Soulignant l’intérêt de travailler avec des jeunes professeurs durant la phase de préparation de l’agrégation, l’avocat ajoute : « Ce sont d’excellents juristes qui sont très intéressés par le fait de confronter leur sens juridique avec la pratique. Ces collaborations sont toujours une réussite ». Quelques cabinets continuent pourtant à mettre ces recrutements en avant. En octobre 2021, l’arrivée du professeur Jean-Christophe Roda, en qualité de consultant, a été annoncée au sein du bureau lyonnais de Cornet Vincent Ségurel. Intervenant aux côtés de l’équipe de droit économique de Luc-Marie Augagneur, associé, ainsi que des avocats en contentieux, il fait part de sa vision sur les questions juridiques complexes traitées par ces avocats dans leurs dossiers. « Agir aux côtés des avocats de CVS me donne l’opportunité d’être au plus près de la pratique des entreprises et d’appliquer ma réflexion à des situations délicates demandant hauteur de vue et innovation », a déclaré le nouvel arrivant. Et Luc-Marie Augagneur de commenter : « Pouvoir nous appuyer sur l’expertise du professeur Roda dans les affaires complexes que nous traitons est d’une grande valeur pour nos clients. Il nous apporte une expertise reconnue, bien sûr, mais aussi des idées de solutions innovantes et une connaissance fine des pratiques internationales ».

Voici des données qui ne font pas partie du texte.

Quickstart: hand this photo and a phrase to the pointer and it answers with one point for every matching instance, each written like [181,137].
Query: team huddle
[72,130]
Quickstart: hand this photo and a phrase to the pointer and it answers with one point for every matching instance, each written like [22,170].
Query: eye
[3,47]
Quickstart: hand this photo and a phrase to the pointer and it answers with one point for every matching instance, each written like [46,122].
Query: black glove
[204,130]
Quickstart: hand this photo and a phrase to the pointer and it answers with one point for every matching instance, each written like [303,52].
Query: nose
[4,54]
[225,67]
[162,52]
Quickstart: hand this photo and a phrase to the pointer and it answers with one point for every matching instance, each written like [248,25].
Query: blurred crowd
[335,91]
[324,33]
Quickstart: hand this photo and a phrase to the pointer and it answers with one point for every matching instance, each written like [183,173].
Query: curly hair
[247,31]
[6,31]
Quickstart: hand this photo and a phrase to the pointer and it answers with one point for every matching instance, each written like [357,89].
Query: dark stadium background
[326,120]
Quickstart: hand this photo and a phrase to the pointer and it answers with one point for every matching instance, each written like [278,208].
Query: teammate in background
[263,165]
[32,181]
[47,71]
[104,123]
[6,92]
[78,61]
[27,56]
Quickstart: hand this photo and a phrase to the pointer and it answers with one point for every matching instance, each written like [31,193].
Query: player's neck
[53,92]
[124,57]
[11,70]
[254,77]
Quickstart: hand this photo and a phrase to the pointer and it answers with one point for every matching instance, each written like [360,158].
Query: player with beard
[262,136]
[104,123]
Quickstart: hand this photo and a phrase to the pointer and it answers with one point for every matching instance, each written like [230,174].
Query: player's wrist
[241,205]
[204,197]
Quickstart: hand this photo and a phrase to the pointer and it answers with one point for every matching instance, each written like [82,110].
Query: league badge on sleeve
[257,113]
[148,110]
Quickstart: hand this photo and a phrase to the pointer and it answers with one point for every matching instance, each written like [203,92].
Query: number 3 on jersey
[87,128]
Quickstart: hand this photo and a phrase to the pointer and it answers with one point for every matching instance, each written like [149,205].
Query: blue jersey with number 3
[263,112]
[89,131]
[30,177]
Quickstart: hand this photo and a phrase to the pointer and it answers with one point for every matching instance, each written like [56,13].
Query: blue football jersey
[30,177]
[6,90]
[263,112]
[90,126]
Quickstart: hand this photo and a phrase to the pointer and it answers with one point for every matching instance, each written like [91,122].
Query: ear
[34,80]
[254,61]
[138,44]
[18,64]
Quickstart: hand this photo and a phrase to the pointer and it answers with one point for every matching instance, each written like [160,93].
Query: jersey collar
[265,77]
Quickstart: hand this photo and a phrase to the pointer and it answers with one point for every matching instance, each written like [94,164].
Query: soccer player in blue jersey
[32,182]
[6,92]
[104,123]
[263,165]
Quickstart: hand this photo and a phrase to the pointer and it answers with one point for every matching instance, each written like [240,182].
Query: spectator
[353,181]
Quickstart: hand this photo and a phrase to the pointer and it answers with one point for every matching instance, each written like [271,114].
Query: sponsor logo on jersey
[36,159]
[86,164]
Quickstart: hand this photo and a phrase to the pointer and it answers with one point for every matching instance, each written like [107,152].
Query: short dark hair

Le cabinet De Pardieu Brocas Maffei a quant à lui accueilli le professeur agrégé de droit privé Louis Thibierge, fin 2019, non pas comme consultant mais en qualité d’expert, tant en matière contentieuse ou arbitrale, qu’en conseil. Un an plus tôt, c’est le cabinet SBV Avocats, qui annonçait l’arrivée du célèbre professeur agrégé de droit public Jean-Claude Ricci, en qualité de consultant. Outre son expertise mise à disposition des avocats du cabinet, le professeur tient mensuellement sur le site internet une chronique de jurisprudence des décisions du Conseil d’État. On ne manquera bien sûr pas de citer le professeur agrégé et blogueur à ses heures, Bruno Dondero, spécialisé en droit des sociétés et des fusions-acquisitions, en droit des contrats et en droit financier. Ayant d’abord collaboré avec Castaldi Mourre & Partners, en tant que consultant, il a ensuite intégré le conseil scientifique de Gide, puis le cabinet CMS Francis Lefebvre en tant qu’associé en 2018.

Être professeur n’empêche pas d’évoluer vers un métier d’avocat. L’arrivée, mi-mai, du professeur agrégé de droit économique Bruno Deffains, chez De Gaulle Fleurance et Associés, en qualité d’of counsel, en est le parfait exemple. Il apporte notamment aux clients du cabinet son expertise sur les questions d’évaluation et de réparation des préjudices concurrentiels, commerciaux, environnementaux et écologiques, les conseillant aussi sur les enjeux liés à la transformation numérique.